Whatever the legal label allocated to this document, its contents were not a general concept but a description of a reaction which called for precise arguments- as was done in respondent 1's written submissions (see page 23 of its submissions dated 21 December 2007 and its previous submissions before the opposition division). Whatever D28 was called, challenging the correctness of its technical disclosure was a necessary step in order to dispute that its specific results could amount to an opinion generally shared by experts in this field. This approach was not inconceivable for the petitioner who objected to the fact that "the Patentee extends the specific results obtained by Newkome" to a prejudice against heterocoupling in general (see the last sentence of paragraph 26 of the petition). The fact that it might be obvious that the reaction in question did not amount to a technical prejudice did not mean that the evidence of the reaction as disclosed in D28 should not or could not have been challenged.

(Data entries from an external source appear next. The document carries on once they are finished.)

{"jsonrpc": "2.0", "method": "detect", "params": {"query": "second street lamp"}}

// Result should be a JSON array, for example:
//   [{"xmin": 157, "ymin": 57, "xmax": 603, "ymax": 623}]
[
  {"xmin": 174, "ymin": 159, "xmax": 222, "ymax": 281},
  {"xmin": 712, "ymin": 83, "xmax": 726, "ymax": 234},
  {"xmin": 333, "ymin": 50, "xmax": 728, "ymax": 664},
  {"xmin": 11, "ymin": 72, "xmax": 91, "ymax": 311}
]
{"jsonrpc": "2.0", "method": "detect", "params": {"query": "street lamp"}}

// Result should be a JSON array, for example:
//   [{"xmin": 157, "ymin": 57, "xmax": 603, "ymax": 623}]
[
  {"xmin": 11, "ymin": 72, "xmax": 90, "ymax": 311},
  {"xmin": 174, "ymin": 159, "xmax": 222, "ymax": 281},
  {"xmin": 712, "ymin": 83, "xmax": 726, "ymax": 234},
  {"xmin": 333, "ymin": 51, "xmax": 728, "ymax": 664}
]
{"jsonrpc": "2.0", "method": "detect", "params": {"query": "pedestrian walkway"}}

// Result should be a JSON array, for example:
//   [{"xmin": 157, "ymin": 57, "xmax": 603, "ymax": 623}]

2.6 Because the change of the label put on D28 did not change the discussion to be held on it, the petitioner also cannot rely on T 18/81 (OJ 1985,166).
2.7 Insofar as the submissions of the petitioner may be understood as challenging the correctness of the decision of the Board of Appeal in its interpretation of D28 and in maintaining the patent in amended form as a consequence of that interpretation, such a review would concern the question of the correct application of substantive law and is thus outside the scope of proceedings under Article 112a EPC.
3. It follows from the foregoing that it is evident that no fundamental violation of the right to be heard occurred during appeal proceedings. Since that was the only violation alleged, the petition has to be rejected as clearly unallowable.
FOR THESE REASONS IT IS DECIDED THAT:
The petition is rejected as clearly unallowable.